Le secteur de l’Education nationale a renoué avec les mouvements de protestation. L’esplanade de la direction de l’Education de la wilaya de Bouira a été envahie, hier, et ce, pour la deuxième journée consécutive, par des adjoints et autres superviseurs, qui ont observé un rassemblement de protestation pour dénoncer la dégradation de leurs conditions de travail.

Adhérents de l’Union nationale des personnels de l’éducation et de la formation (Unpef), ils ont appelé surtout à l’allègement des charges administratives devenues intenables. Dans leur plateforme de revendications, les protestataires ont réclamé du ministère de tutelle leur intégration dans la grille des salaires et les différentes primes. Il s’agit notamment, disent-ils, des primes d’encadrement, de responsabilité et de performance pédagogique. «Nous sommes des fonctionnaires de l’enseignement, donc nous ouvrons droit à ces primes dont nous avons toujours réclamé l’introduction dans la grille des salaires», ont-ils argumenté.
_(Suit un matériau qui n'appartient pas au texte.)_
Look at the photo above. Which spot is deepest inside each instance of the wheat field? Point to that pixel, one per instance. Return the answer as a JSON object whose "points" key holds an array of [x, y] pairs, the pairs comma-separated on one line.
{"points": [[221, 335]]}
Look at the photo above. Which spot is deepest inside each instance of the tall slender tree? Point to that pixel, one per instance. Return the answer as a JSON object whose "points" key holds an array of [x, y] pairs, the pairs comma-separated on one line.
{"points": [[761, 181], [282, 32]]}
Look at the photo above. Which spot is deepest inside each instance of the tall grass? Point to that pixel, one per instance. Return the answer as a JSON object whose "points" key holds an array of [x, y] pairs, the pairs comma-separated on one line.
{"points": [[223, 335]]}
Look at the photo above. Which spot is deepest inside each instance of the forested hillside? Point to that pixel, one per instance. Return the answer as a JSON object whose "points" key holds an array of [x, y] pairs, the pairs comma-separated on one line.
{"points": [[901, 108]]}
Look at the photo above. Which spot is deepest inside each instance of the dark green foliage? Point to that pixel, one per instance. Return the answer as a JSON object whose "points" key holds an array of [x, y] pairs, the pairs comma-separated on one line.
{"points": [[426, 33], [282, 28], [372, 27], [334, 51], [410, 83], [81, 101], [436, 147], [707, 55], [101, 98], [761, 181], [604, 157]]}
Les plaignants ont déploré que le département de Mme Benghebrit a toujours refusé et décliné les demandes formulées par ce personnel, arguant du fait qu’ils ne font pas partie du l’encadrement éducatif. Par ailleurs, ils ont exigé la révision de leur statut. «Les responsables du secteur doivent prendre en charge notre plateforme de revendications et procéder, surtout, à la valorisation des années d’expérience professionnelle», a estimé un membre du syndicat Unpef.